Au regard des éléments de la facture et des finitions non réalisées autour de 4 portes, d’un radiateur et de l’absence d’une plaque hydrofuge derrière le lave vaisselle, avec nécessité de la reprise de l’arrivée d’eau, ce que l’entreprise semble reconnaître à travers le courrier de son conseil de janvier 2025, il paraît adéquat de déduire de la facture totale la somme de 1.000 euros TTC.

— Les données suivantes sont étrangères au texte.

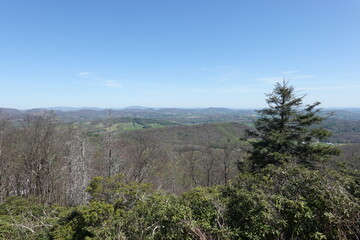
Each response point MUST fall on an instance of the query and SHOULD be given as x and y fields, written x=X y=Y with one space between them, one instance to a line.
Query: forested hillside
x=141 y=178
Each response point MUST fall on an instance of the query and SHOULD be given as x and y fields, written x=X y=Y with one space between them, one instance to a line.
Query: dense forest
x=217 y=174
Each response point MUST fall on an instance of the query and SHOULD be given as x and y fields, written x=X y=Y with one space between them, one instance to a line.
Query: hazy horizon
x=186 y=54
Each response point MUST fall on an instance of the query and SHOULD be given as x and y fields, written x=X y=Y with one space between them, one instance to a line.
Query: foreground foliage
x=287 y=131
x=287 y=202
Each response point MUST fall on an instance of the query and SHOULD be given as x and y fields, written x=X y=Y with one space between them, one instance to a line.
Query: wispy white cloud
x=104 y=82
x=289 y=72
x=225 y=73
x=237 y=90
x=329 y=88
x=288 y=75
x=84 y=74
x=111 y=83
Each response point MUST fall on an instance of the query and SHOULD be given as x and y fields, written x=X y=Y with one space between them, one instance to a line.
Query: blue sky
x=189 y=53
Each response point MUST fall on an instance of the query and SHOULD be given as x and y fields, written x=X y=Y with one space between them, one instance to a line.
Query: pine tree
x=288 y=131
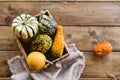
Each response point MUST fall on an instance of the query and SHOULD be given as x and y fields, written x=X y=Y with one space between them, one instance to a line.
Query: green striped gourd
x=47 y=23
x=25 y=26
x=41 y=43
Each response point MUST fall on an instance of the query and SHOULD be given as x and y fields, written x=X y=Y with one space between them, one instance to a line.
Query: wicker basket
x=23 y=51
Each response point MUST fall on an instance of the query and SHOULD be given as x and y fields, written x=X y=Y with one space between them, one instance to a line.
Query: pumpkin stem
x=23 y=23
x=48 y=62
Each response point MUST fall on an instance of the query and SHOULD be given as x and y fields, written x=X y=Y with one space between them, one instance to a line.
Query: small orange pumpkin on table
x=103 y=48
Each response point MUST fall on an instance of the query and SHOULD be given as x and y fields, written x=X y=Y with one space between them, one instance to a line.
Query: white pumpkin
x=25 y=26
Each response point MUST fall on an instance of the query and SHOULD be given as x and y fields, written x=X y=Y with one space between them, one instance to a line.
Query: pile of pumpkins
x=42 y=34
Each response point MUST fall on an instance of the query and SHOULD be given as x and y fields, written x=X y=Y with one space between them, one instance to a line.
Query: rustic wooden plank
x=98 y=0
x=96 y=67
x=84 y=37
x=34 y=0
x=95 y=78
x=5 y=78
x=65 y=13
x=4 y=56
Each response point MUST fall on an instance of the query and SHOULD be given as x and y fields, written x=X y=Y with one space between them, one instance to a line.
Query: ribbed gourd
x=47 y=24
x=58 y=44
x=41 y=43
x=25 y=26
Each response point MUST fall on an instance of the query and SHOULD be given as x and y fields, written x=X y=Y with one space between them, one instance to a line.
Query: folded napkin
x=69 y=68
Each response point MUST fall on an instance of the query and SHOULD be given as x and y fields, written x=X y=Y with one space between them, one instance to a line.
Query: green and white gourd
x=41 y=43
x=25 y=26
x=47 y=24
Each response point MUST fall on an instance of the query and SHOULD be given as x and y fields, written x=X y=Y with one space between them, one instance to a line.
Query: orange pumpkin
x=103 y=48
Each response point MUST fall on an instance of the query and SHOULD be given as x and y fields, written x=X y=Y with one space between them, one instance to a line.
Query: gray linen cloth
x=69 y=68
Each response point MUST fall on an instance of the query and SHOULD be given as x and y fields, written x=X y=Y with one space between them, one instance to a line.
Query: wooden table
x=82 y=21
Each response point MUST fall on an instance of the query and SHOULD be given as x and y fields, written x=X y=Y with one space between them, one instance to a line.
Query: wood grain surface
x=65 y=13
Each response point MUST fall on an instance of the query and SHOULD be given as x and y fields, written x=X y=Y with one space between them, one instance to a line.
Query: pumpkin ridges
x=103 y=49
x=58 y=44
x=41 y=43
x=24 y=21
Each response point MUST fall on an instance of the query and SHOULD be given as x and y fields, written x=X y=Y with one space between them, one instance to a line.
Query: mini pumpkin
x=25 y=26
x=103 y=48
x=41 y=43
x=47 y=25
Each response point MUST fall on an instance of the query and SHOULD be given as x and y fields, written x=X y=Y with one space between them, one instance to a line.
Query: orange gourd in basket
x=103 y=48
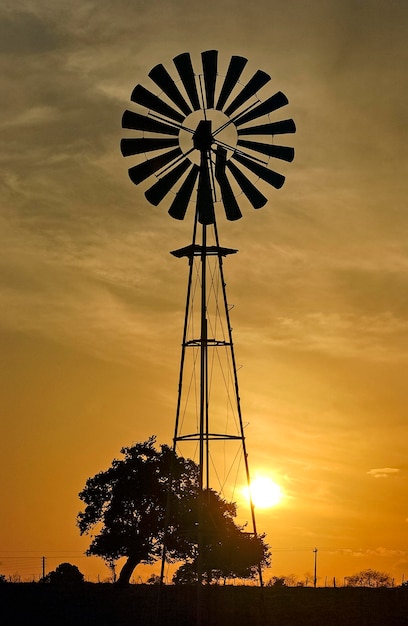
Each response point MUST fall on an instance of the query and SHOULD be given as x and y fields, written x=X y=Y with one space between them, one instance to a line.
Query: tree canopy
x=152 y=496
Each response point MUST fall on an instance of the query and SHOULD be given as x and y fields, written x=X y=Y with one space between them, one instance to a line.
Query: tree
x=127 y=505
x=369 y=578
x=227 y=551
x=64 y=574
x=151 y=497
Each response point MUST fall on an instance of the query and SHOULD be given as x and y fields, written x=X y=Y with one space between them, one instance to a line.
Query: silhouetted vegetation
x=369 y=578
x=152 y=496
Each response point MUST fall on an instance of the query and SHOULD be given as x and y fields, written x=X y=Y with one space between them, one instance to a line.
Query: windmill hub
x=202 y=138
x=228 y=136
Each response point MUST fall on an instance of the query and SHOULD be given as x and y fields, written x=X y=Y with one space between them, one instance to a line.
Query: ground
x=105 y=605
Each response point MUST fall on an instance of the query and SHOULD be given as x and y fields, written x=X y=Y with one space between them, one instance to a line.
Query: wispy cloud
x=383 y=472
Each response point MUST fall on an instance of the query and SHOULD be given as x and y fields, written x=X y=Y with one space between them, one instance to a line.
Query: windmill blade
x=162 y=78
x=186 y=73
x=159 y=190
x=232 y=209
x=271 y=177
x=146 y=98
x=276 y=101
x=142 y=122
x=205 y=202
x=279 y=152
x=209 y=60
x=138 y=146
x=234 y=72
x=258 y=80
x=275 y=128
x=180 y=203
x=255 y=197
x=140 y=172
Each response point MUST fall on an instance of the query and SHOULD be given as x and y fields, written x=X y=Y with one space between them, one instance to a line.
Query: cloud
x=383 y=472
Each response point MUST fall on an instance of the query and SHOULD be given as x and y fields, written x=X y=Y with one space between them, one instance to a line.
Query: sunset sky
x=91 y=301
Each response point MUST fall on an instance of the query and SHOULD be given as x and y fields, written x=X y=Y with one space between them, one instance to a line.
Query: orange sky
x=91 y=302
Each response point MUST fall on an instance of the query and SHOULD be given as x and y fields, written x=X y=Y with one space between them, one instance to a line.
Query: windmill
x=207 y=140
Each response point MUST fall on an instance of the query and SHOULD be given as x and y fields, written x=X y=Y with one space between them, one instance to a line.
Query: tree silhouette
x=127 y=504
x=64 y=574
x=151 y=497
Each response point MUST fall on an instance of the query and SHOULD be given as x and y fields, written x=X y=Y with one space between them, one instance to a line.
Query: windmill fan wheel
x=200 y=136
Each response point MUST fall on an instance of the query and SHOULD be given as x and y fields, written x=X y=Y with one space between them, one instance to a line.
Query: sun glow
x=265 y=492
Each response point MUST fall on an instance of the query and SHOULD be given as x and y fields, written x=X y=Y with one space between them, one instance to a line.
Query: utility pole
x=315 y=568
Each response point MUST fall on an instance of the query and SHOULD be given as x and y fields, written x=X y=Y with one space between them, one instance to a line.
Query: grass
x=91 y=604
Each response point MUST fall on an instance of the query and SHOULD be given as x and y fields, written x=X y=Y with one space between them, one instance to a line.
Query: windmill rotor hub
x=202 y=138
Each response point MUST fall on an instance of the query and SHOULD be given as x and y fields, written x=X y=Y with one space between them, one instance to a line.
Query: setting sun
x=265 y=492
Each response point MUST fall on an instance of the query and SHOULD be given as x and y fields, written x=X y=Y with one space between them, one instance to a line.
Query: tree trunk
x=127 y=571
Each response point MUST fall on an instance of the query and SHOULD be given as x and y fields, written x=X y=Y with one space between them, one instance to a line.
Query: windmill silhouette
x=207 y=140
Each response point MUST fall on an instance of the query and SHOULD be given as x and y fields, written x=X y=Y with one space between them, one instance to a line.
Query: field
x=105 y=605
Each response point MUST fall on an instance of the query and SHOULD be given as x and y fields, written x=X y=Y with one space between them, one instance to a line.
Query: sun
x=265 y=492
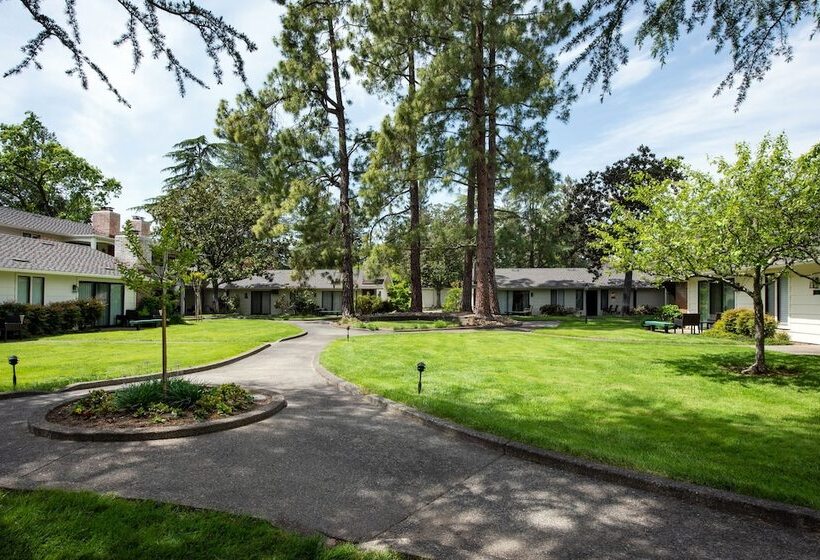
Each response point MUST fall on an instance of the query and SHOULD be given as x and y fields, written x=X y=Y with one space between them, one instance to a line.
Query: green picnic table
x=654 y=325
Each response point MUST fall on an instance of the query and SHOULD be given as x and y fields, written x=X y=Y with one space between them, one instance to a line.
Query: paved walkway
x=334 y=463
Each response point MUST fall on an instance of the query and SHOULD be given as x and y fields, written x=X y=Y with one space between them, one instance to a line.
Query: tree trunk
x=482 y=307
x=215 y=287
x=344 y=178
x=492 y=171
x=415 y=205
x=759 y=367
x=626 y=301
x=469 y=251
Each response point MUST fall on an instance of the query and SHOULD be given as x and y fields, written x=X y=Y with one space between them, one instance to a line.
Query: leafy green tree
x=591 y=202
x=217 y=37
x=754 y=33
x=38 y=174
x=158 y=270
x=214 y=217
x=754 y=222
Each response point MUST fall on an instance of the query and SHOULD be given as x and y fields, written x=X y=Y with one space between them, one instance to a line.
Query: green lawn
x=610 y=391
x=408 y=325
x=52 y=524
x=52 y=362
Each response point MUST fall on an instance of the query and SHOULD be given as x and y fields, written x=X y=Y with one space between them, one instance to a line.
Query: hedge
x=55 y=318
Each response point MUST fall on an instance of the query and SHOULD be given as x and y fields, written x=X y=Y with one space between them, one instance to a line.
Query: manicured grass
x=52 y=362
x=48 y=524
x=403 y=325
x=610 y=391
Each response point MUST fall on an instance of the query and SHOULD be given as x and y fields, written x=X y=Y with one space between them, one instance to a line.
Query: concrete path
x=334 y=463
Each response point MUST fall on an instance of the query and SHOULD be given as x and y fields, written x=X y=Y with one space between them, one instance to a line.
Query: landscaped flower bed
x=145 y=404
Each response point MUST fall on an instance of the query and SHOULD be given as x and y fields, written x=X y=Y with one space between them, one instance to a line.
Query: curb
x=796 y=517
x=149 y=376
x=39 y=426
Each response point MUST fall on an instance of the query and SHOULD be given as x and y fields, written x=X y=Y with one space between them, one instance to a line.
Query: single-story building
x=270 y=293
x=793 y=299
x=523 y=289
x=46 y=260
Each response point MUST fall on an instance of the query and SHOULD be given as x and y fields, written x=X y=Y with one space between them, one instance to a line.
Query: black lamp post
x=13 y=363
x=420 y=366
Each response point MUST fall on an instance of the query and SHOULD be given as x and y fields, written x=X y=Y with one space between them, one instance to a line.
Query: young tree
x=38 y=174
x=753 y=32
x=217 y=36
x=746 y=228
x=146 y=277
x=214 y=217
x=591 y=202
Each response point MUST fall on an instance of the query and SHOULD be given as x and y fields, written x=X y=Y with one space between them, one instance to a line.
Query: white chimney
x=105 y=222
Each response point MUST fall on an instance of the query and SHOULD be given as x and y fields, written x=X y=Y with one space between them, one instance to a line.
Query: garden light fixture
x=13 y=363
x=421 y=367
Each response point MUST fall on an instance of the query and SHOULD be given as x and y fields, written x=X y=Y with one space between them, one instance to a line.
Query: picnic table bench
x=653 y=325
x=137 y=323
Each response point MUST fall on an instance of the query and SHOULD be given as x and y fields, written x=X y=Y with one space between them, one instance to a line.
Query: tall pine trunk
x=483 y=286
x=415 y=204
x=344 y=178
x=469 y=250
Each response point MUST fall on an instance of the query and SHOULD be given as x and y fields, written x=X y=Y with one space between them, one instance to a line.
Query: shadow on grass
x=802 y=372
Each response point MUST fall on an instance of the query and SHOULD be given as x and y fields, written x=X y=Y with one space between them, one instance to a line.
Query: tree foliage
x=216 y=34
x=754 y=33
x=757 y=220
x=39 y=175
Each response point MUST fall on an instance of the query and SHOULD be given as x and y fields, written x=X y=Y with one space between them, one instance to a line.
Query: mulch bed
x=62 y=415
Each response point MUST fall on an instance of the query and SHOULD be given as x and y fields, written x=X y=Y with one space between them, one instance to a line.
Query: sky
x=670 y=108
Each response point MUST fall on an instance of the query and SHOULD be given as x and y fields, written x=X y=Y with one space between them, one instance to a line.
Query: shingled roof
x=27 y=221
x=321 y=279
x=558 y=278
x=26 y=254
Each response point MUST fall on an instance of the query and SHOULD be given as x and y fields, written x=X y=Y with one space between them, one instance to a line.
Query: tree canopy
x=39 y=175
x=757 y=220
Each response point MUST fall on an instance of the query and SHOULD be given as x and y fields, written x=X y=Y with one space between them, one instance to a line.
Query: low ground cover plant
x=147 y=400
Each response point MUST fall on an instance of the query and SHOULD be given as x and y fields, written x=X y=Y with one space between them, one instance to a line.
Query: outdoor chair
x=691 y=320
x=12 y=323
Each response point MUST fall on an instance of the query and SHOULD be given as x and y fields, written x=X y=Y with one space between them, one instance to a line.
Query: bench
x=137 y=323
x=653 y=325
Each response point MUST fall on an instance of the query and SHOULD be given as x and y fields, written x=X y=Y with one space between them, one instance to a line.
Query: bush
x=57 y=317
x=670 y=311
x=742 y=322
x=366 y=305
x=452 y=301
x=553 y=309
x=399 y=294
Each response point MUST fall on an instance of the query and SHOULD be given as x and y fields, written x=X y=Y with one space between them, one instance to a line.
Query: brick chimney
x=105 y=222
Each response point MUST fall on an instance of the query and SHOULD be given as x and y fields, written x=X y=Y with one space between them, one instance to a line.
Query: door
x=521 y=301
x=592 y=303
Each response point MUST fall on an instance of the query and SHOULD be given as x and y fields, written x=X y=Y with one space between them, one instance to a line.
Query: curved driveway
x=335 y=463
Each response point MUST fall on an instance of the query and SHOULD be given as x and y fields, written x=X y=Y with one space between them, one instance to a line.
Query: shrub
x=452 y=301
x=670 y=311
x=553 y=309
x=399 y=294
x=57 y=317
x=742 y=322
x=365 y=305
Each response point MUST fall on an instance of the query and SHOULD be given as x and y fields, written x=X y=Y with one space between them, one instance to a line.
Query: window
x=31 y=289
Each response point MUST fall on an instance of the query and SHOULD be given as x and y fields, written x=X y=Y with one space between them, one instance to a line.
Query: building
x=270 y=294
x=793 y=299
x=45 y=260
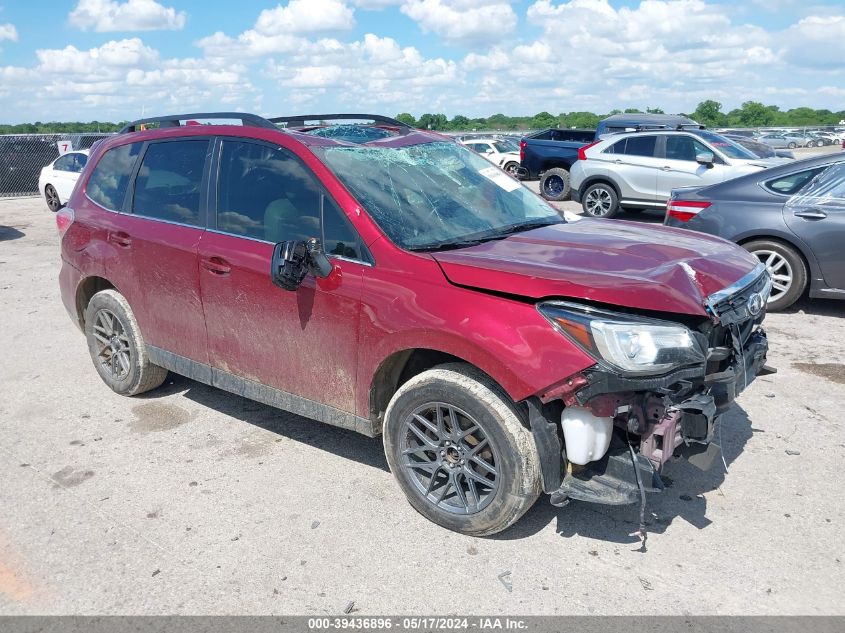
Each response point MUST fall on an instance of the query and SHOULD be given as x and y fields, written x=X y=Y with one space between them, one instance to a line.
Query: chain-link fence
x=23 y=155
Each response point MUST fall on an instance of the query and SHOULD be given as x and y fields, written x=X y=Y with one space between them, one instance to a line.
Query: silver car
x=639 y=170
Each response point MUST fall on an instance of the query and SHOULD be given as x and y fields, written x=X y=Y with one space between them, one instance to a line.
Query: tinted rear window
x=169 y=181
x=634 y=146
x=107 y=185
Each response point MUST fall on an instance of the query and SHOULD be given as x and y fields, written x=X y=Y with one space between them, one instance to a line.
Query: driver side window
x=268 y=194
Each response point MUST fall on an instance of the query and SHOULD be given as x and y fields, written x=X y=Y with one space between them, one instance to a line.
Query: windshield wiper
x=496 y=234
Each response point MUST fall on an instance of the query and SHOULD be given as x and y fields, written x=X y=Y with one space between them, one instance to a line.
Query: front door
x=817 y=215
x=303 y=342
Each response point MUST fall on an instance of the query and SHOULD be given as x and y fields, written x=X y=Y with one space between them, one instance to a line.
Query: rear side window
x=634 y=146
x=108 y=183
x=268 y=194
x=71 y=162
x=169 y=181
x=793 y=183
x=679 y=147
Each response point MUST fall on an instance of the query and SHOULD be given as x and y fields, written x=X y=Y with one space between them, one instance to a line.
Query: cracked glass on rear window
x=424 y=194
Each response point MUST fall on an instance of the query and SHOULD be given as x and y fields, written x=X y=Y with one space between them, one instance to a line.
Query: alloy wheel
x=113 y=351
x=554 y=185
x=780 y=271
x=598 y=202
x=449 y=458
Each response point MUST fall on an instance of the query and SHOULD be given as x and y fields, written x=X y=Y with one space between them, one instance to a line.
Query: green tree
x=544 y=120
x=755 y=114
x=709 y=113
x=459 y=122
x=433 y=122
x=407 y=119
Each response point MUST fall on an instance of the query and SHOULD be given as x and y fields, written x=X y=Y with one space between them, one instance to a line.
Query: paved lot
x=191 y=500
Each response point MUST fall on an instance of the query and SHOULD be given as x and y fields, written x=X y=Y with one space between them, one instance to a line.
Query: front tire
x=554 y=185
x=600 y=201
x=116 y=346
x=52 y=198
x=787 y=268
x=459 y=451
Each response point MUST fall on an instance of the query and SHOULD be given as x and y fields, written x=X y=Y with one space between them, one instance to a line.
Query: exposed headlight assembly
x=631 y=344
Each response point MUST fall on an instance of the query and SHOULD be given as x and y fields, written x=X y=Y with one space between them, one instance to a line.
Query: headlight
x=634 y=345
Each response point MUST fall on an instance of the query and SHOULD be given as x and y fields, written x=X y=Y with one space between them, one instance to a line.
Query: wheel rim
x=780 y=270
x=554 y=185
x=598 y=202
x=52 y=198
x=449 y=458
x=113 y=352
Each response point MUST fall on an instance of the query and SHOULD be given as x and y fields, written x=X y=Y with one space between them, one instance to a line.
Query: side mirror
x=293 y=260
x=705 y=158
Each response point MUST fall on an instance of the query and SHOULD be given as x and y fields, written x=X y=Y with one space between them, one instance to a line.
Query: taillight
x=685 y=210
x=582 y=151
x=64 y=218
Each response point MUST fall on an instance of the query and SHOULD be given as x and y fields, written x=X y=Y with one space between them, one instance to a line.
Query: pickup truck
x=549 y=154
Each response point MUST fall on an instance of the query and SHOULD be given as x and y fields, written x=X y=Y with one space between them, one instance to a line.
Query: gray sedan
x=792 y=217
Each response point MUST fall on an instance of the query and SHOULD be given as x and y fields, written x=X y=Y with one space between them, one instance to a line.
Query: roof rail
x=174 y=120
x=299 y=120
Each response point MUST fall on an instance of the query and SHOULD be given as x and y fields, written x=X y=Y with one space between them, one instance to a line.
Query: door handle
x=120 y=238
x=811 y=214
x=216 y=265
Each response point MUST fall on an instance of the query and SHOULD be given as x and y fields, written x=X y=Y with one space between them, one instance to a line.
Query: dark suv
x=390 y=281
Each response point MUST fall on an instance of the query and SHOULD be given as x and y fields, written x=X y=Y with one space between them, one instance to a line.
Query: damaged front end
x=657 y=390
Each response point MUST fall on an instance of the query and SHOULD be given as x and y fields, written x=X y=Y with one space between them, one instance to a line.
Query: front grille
x=743 y=303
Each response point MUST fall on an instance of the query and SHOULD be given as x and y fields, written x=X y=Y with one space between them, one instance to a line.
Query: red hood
x=645 y=266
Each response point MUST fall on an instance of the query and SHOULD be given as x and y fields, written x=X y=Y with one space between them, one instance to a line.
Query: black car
x=792 y=217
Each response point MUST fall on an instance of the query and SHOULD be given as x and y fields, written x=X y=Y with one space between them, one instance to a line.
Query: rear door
x=159 y=238
x=303 y=342
x=817 y=215
x=680 y=169
x=634 y=163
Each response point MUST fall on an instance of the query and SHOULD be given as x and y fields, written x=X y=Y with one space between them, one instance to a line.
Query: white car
x=639 y=170
x=498 y=151
x=58 y=179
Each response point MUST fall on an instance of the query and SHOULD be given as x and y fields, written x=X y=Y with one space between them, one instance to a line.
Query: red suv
x=390 y=281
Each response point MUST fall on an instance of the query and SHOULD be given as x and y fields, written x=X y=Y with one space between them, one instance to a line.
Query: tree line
x=709 y=113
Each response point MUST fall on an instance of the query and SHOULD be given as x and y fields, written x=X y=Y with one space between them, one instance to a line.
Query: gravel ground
x=190 y=500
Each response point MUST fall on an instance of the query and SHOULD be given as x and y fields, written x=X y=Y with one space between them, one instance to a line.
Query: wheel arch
x=595 y=180
x=86 y=289
x=797 y=245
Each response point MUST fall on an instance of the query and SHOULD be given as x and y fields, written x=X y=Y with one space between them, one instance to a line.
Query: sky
x=113 y=60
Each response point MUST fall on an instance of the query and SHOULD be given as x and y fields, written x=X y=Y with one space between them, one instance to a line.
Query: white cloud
x=305 y=16
x=132 y=15
x=463 y=20
x=8 y=32
x=816 y=42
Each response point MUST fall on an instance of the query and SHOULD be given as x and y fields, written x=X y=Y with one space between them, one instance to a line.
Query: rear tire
x=432 y=450
x=600 y=201
x=787 y=268
x=117 y=347
x=554 y=185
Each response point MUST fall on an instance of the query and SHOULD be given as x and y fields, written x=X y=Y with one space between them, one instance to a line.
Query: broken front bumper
x=653 y=419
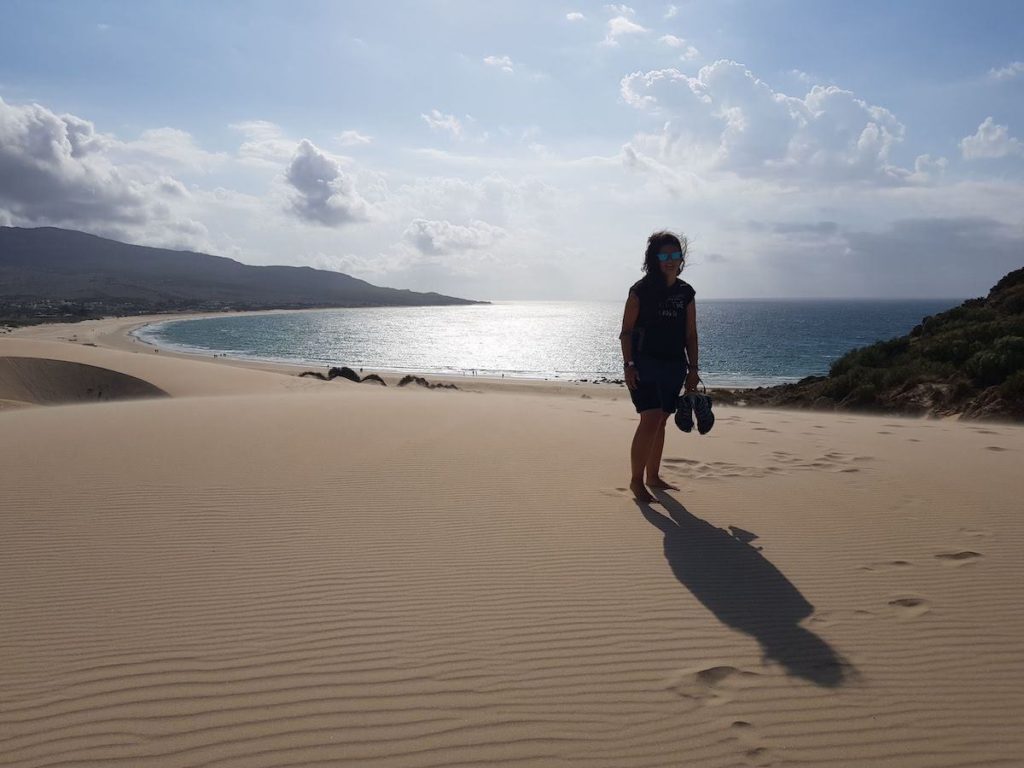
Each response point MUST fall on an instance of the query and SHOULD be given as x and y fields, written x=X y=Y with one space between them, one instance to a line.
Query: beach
x=221 y=563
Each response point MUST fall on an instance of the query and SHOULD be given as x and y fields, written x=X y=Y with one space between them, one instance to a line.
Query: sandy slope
x=266 y=570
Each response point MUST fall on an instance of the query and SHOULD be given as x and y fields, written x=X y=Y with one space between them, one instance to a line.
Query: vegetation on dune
x=968 y=360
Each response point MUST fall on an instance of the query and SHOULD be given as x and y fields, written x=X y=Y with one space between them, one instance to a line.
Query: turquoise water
x=742 y=342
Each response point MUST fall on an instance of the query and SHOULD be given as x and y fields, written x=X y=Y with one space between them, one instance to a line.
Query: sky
x=521 y=150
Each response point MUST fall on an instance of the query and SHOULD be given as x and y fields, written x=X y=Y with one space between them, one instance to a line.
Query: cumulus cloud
x=989 y=141
x=621 y=25
x=727 y=119
x=265 y=142
x=501 y=62
x=1011 y=71
x=444 y=123
x=353 y=138
x=323 y=194
x=432 y=238
x=55 y=169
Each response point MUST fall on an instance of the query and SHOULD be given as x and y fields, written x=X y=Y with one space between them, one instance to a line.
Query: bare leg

En conséquence, Mme [I] doit être condamnée à régler la somme de 29.071,29 euros TTC à la société Anof au titre du solde des travaux réalisés.
Il n’y a pas lieu de lui donner acte de ce qu’elle règlera la somme due quand les travaux seront correctement réalisés, dès lors qu’aucune demande précise et claire n’est formulée en ce sens (pas de demande d’injonction de faire sous astreinte par exemple, aucune demande d’expertise pour vérifier la qualité des travaux finis) et que le conseil de la société Anof mentionne que celle-ci est disposée à réaliser les finitions.
Sur les dommages et intérêts pour résistance abusive
L’article 1240 du code civil dispose que tout fait quelconque de l’homme, qui cause à autrui un dommage, oblige celui par la faute duquel il est arrivé à le réparer.
La société Anof souhaite voir condamner Mme [I] à lui verser une somme de 2.500 euros à titre de dommages et intérêts pour résistance abusive au paiement dès lors que les travaux de finition non réalisés ne justifiaient pas une telle retenue sur le coût total des travaux.
Dès lors que la société Anof n’a pas fait délivrer de mise en demeure à l’encontre de Mme [I] en paiement des sommes dues et qu’elle ne démontre pas l’existence de son préjudice, la demande présentée sera rejetée.
Sur les frais du procès
Conformément à l’article 696 du code de procédure civile, Mme [I], qui succombe, doit être condamnée aux dépens, et à régler une somme de 2.000 euros à la SASU Anof qui a été contrainte d’agir en justice pour faire valoir ses droits.
PAR CES MOTIFS
Le tribunal,
Condamne Mme [X] [I] à payer à la SASU Anof la somme de 29.071,29 euros (vingt neuf mille soixante et onze euros et vingt-neuf centimes) TTC outre intérêts au taux légal à compter du 6 août 2024, au titre du solde des travaux réalisés ;
Rejette la demande de dommages et intérêts pour résistance abusive et les plus amples demandes de Mme [I] ;
Condamne Mme [X] [I] aux dépens de l’instance, qui pourront être recouvrés directement par la SELARL Hopgood & Associés, qui en aura fait l’avance sans recevoir provision, car pouvant y prétendre conformément à l’article 699 du code de procédure civile ;
Condamne Mme [X] [I] à payer à la SASU Anof la somme de 2.000 euros (deux mille euros) en application de l’article 700 du Code de procédure civile.